Step 1: Center the secondary under the focuser and make it round by rotating the oval until it appears round. This is typically done once, and not again until the mirror is removed for cleaning. The tool to use is a sight tube, or, if you can hold your head steady enough, the focuser by backing your head away a few feet until you see the inside diameter of the focuser *just* larger than the outline of the reflective surface of the secondary. When these are concentric, you're done here.
Step 2: using a single beam laser, or a sight tube, angle the secondary to put the beam in the center of the primary (laser) or the centermark behind the crosshairs (sight tube). Go back to step one to see if the secondary moved. If so, repeat step one and step two as many times as necessary until both agree at the same time.
Step 3: using a barlowed laser (or a Blug), or a cheshire, or a Krupa collimator, align the primary to the optical axis. If the movement was more than a tiny bit, repeat step two to see if there is any movement. If so, repeat step two and three again until both agree at the same time.
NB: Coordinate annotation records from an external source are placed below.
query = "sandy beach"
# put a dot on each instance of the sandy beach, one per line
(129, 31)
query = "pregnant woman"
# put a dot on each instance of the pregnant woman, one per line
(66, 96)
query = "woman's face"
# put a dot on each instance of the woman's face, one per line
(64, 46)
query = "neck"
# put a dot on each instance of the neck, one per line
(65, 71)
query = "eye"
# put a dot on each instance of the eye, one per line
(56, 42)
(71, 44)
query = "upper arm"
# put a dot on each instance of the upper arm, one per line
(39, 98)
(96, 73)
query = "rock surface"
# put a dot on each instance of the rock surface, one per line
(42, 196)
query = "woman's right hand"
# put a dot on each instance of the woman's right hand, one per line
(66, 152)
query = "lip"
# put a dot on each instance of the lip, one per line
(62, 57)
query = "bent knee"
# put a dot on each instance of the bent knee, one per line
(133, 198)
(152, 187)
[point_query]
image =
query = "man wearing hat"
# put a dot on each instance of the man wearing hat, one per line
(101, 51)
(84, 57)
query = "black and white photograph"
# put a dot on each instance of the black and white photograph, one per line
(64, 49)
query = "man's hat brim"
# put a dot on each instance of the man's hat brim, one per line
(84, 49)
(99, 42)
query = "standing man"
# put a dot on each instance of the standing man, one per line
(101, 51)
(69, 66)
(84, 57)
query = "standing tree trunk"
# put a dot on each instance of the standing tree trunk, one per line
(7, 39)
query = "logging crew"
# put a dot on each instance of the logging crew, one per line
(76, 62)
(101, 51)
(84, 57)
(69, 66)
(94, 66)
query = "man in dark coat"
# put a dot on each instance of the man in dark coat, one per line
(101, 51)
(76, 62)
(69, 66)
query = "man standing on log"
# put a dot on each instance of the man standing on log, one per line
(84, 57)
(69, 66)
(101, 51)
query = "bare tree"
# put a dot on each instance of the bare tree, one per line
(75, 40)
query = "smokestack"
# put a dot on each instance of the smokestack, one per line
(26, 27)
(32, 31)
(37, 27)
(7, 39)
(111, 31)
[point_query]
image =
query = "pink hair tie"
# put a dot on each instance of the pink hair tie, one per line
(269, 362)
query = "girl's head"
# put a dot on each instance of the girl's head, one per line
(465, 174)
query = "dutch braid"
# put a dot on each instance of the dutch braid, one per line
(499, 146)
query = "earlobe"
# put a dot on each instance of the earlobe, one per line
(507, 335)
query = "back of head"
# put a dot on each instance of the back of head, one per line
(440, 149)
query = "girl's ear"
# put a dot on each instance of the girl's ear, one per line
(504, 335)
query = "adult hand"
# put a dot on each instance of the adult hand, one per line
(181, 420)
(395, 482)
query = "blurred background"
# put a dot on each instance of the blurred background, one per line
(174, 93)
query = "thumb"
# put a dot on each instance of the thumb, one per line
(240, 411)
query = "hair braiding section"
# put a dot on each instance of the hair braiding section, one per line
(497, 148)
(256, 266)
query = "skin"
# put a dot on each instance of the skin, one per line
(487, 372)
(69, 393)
To all intents and purposes, you can stop here. When all steps agree, then the return beam of the single beam laser should return to its source. You don't use this to collimate originally because there are many tilt solutions for the secondary and primary that can return the beam to its source that are not correct collimation, but once the scope is collimated, the return beam should return to its source.

At this point, if the laser wanders on the primary mirror when the scope moves up and down, something somewhere is moving. It could be flex in the truss poles, but more likely it is elsewhere--the screws, the spider tightness, the focuser, etc.
But, no matter where it is, it can be tracked down and, if not eliminated, tamed to insignificance.

The autocollimator, at this point, can be used to collimate even more exactly. Some would argue that it's not necessary. Probably true, since, if the previous steps all show good agreement to your ability to discern the details, you are probably within tolerances. But if you want to collimate more exactly, the autocollimator can do so. If it shows no errors at all, it was the final arbiter of collimation. But, more likely, it will show that a further accuracy is possible.

But say you see no collimation movement with the earlier steps. Does that mean you will not see collimation movement with the AC? No. It is incredibly sensitive, displaying changes with movement in the low thousandths of an inch. You can be assured that if you see no movement in the AC with altitude change, there is none to speak of.

If, at a future date, you decide to get a Paracorr to eliminate coma, then you should definitely invest in an autocollimator. Until then, just be careful with steps 1-3 and I think you'll be fine.

If there are some design issues in GSO scopes that result in collimation changes with altitude, but are easily fixed by $0.50 of parts from Home Depot, I don't regard that as a design flaw. It's probably due to an economy in manufacturing. No big deal.